Sac State students among anti-abortion group booted from gallery

The incident was recorded on video. Now the group is requesting an apology from the employee


Screenshot from video courtesy of Carmen Perez

An employee at the Dennis Rae Fine Art gallery in San Francisco follows members of a religious young adult group outside. The group alleges they were kicked out due to their anti-abortion beliefs.

Sami Soto

An anti-abortion group which included Sacramento State students alleges they were kicked out of a San Francisco art gallery over the weekend due to their religious and political views.

The group was made up of about 11 members of a religious young adults group called SEARCH, three of whom are Sac State students.

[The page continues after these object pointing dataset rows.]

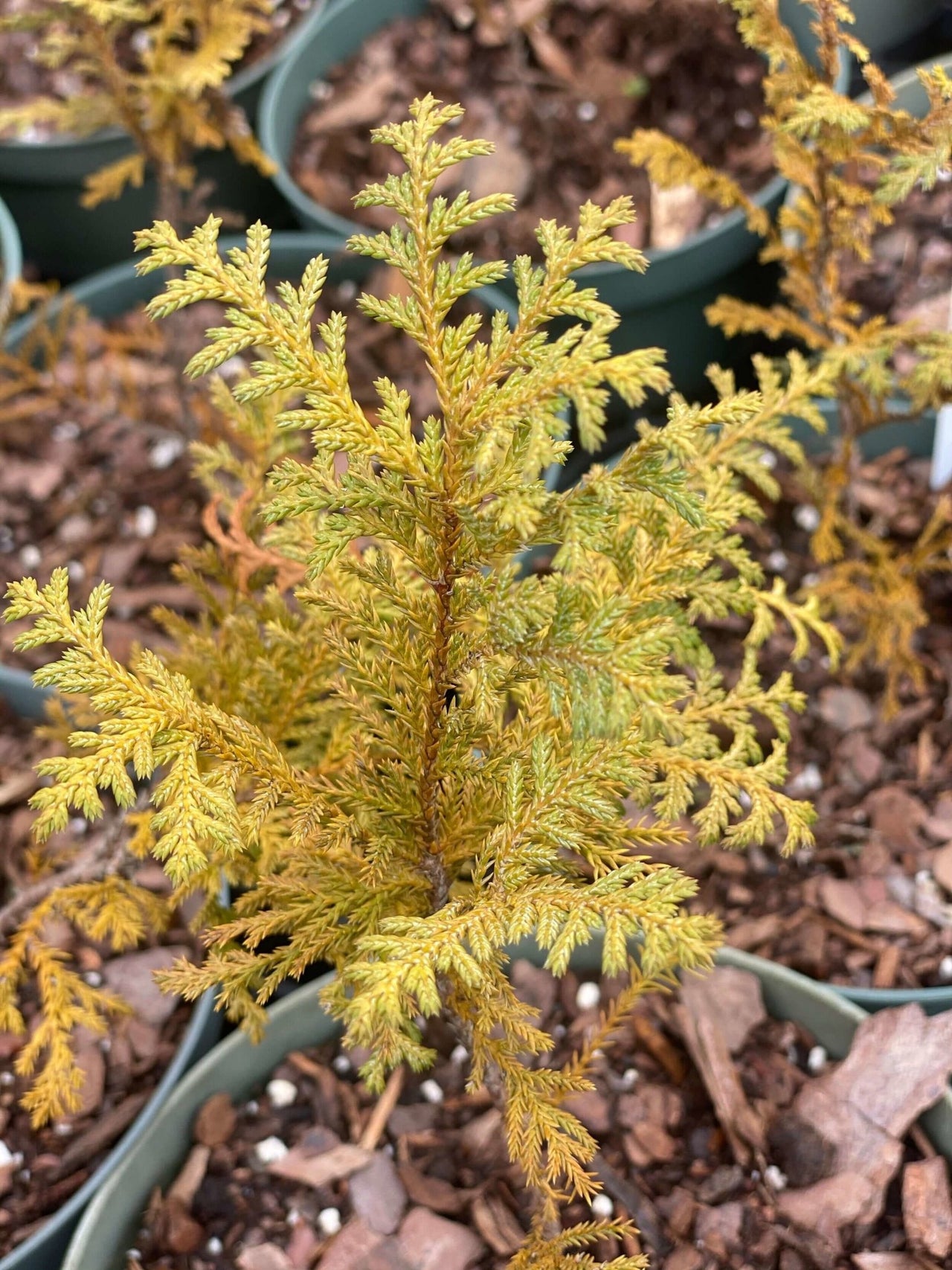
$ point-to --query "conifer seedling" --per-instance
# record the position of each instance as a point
(155, 69)
(423, 754)
(851, 163)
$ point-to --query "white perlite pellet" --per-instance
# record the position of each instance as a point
(281, 1092)
(329, 1221)
(602, 1207)
(588, 996)
(145, 521)
(809, 780)
(777, 562)
(269, 1151)
(808, 517)
(165, 451)
(817, 1059)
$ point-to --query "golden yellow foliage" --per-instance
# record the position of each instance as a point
(155, 69)
(849, 163)
(422, 754)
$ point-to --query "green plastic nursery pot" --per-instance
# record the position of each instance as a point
(237, 1066)
(45, 1248)
(42, 183)
(881, 25)
(10, 254)
(19, 693)
(662, 307)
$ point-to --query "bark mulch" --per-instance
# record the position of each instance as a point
(553, 95)
(730, 1138)
(871, 905)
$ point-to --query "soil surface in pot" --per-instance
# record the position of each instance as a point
(553, 97)
(94, 465)
(871, 905)
(910, 273)
(41, 1169)
(25, 77)
(310, 1173)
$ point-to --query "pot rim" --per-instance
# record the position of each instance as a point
(254, 1063)
(239, 83)
(291, 69)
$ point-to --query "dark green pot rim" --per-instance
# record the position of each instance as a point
(248, 77)
(10, 253)
(678, 266)
(237, 1066)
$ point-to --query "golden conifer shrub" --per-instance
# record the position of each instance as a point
(155, 69)
(422, 756)
(851, 164)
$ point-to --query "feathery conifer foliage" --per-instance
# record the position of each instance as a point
(154, 68)
(851, 163)
(422, 756)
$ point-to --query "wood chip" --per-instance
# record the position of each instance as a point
(701, 1022)
(215, 1122)
(887, 966)
(431, 1192)
(896, 1067)
(927, 1207)
(495, 1222)
(190, 1176)
(357, 108)
(301, 1165)
(100, 1135)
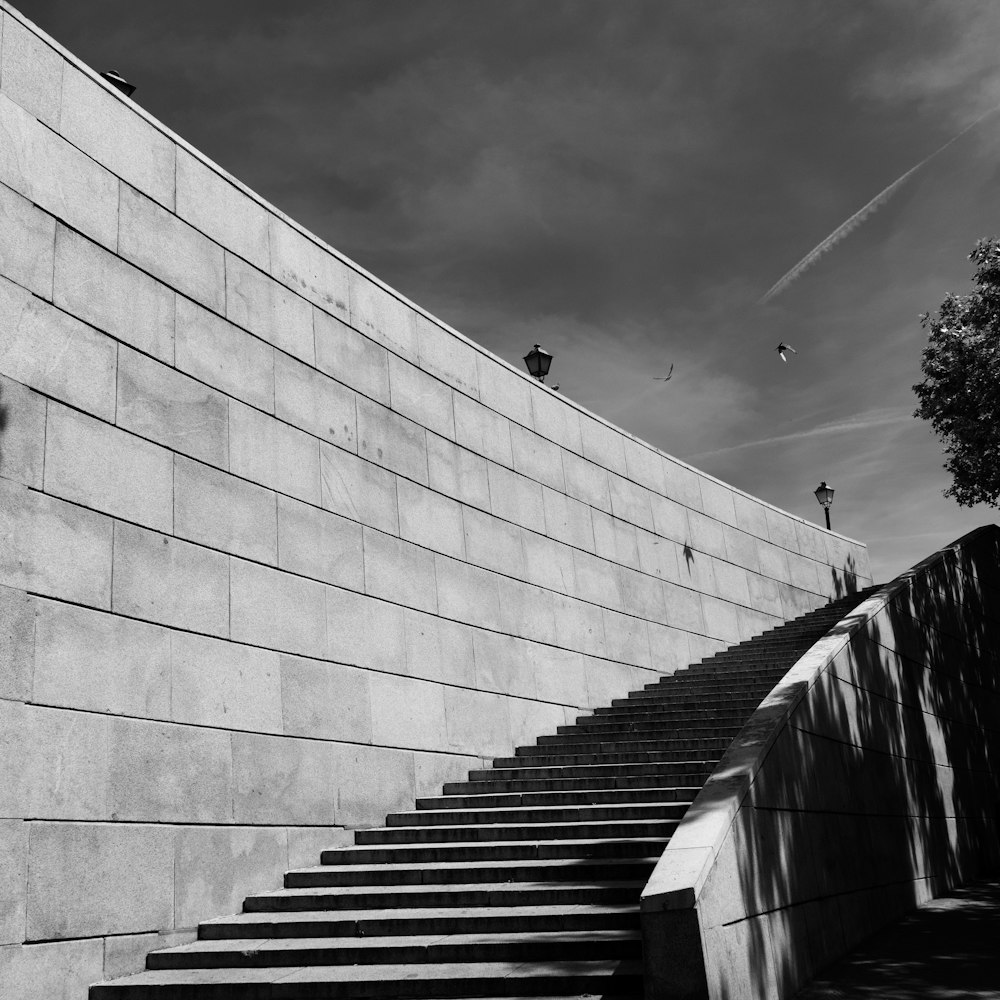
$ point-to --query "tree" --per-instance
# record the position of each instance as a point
(960, 392)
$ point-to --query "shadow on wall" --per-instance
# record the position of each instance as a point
(887, 786)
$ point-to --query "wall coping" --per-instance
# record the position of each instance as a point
(683, 869)
(6, 7)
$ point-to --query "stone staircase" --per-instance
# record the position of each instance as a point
(523, 881)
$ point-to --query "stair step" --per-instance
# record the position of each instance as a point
(385, 982)
(433, 920)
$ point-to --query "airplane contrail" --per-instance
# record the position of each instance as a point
(855, 220)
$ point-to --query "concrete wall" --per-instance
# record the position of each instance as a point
(866, 783)
(278, 550)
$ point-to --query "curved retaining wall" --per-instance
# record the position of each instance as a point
(866, 783)
(279, 551)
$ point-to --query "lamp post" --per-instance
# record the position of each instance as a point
(538, 363)
(825, 496)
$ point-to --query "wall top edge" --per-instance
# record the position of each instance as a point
(684, 866)
(137, 109)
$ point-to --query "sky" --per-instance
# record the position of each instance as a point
(622, 181)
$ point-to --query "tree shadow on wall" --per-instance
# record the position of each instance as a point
(884, 788)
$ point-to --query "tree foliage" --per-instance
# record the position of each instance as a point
(960, 391)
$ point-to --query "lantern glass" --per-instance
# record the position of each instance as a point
(538, 362)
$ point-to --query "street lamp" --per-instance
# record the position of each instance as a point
(538, 362)
(825, 496)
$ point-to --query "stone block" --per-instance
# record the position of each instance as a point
(669, 648)
(171, 250)
(54, 548)
(438, 649)
(223, 512)
(381, 316)
(284, 781)
(166, 580)
(306, 844)
(626, 639)
(615, 540)
(168, 407)
(643, 595)
(392, 441)
(315, 402)
(430, 519)
(706, 534)
(96, 464)
(109, 293)
(554, 419)
(657, 555)
(352, 359)
(27, 243)
(307, 269)
(644, 465)
(597, 580)
(731, 583)
(277, 610)
(22, 447)
(515, 498)
(365, 632)
(717, 501)
(527, 611)
(467, 593)
(14, 874)
(224, 685)
(751, 516)
(579, 625)
(548, 563)
(399, 571)
(159, 772)
(537, 458)
(60, 970)
(504, 391)
(372, 782)
(669, 518)
(421, 397)
(97, 878)
(273, 454)
(586, 481)
(457, 472)
(483, 431)
(218, 867)
(447, 356)
(98, 662)
(741, 548)
(55, 175)
(568, 520)
(683, 608)
(408, 712)
(125, 954)
(477, 722)
(314, 542)
(721, 621)
(603, 445)
(55, 354)
(322, 700)
(216, 206)
(17, 644)
(258, 303)
(98, 120)
(357, 489)
(630, 502)
(215, 351)
(492, 543)
(32, 72)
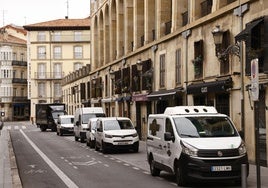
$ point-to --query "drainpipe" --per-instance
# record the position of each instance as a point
(186, 35)
(240, 13)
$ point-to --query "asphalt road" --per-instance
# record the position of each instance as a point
(47, 160)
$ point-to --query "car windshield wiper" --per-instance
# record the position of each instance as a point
(190, 135)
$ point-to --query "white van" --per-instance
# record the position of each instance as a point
(195, 143)
(81, 117)
(65, 124)
(116, 133)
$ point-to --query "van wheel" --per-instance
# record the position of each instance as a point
(154, 171)
(103, 148)
(180, 177)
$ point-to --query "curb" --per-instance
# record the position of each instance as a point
(16, 181)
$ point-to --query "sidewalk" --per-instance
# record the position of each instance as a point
(9, 177)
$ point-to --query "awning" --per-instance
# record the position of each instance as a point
(95, 101)
(121, 99)
(210, 87)
(164, 94)
(106, 100)
(140, 97)
(244, 34)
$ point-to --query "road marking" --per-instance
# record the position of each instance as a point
(68, 182)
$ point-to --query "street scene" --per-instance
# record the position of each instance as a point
(47, 160)
(124, 93)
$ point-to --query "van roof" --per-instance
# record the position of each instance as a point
(94, 110)
(190, 110)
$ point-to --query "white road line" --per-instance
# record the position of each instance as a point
(68, 182)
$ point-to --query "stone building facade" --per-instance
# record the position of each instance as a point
(14, 104)
(56, 48)
(150, 54)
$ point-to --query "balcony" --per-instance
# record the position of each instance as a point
(19, 63)
(19, 99)
(70, 38)
(48, 75)
(19, 81)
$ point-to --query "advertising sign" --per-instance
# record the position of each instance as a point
(255, 79)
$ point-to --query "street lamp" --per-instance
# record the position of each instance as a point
(222, 54)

The members attended the March for Life rally in San Francisco Saturday and entered the Dennis Rae Fine Art gallery located on Fisherman’s Wharf later that night.

A video of the incident was recorded by Carmen Perez, a junior at Sac State and has been viewed over 4,000 times on social media.

Two people with the group were holding signs from the rally, which read “We are the Pro-Life Generation” on one side and “Defund Planned Parenthood” on the other.

Perez said she started recording when the woman told them to leave. In the video, two gallery employees are seen ushering the group out.

“I remember thinking, this is my first amendment,” Perez said. “She’s violating our rights.”

One of the employees is seen giving the middle finger to the group, before following them outside.

Perez said the group started to fear for their safety when the woman got close to them and was yelling directly at one of their members.

“We felt that she was going to hit him because she was coming up so close,” Perez said.

In the background, members of the group can be heard saying, “We love you” and “We’re praying for you.”

Following the incident, the gallery owner David Schach issued an apology.

“I’m sorry this happened to you,” Schach said in a statement. “We were not trying to force you to leave or be mean to you.”

According to Schach, the gallery was trying to close when the group arrived.

Perez says the group was in the gallery for several minutes prior to the incident, and they were not told about an early closure.

“We felt that he really didn’t acknowledge what the lady did,” Perez said. “In his apology, he basically said, ‘oh, she was tired, it was a long day’ and ‘sometimes we close at 9:15, sometimes at 9:30.’ So he’s kind of deflecting from what actually happened.”

The group wrote a post on social media in response to the apology, saying although they appreciated it, they believe “the owner failed to mention that his employee was clearly throwing us out for our pro-life views.”

According to Perez, the incident has left members of the group feeling nervous and scared. Regardless, the group says they send prayers to the owner and the employees.

“The only thing we want is for the art gallery to apologize to us, specifically the woman to apologize to us,” Perez said. “And for her to understand that this is not right and for her to be more tolerant. That’s all we ask.”

In addition to the apology, Schach said the gallery has also offered a discount for any customer who mentions “pro-life.”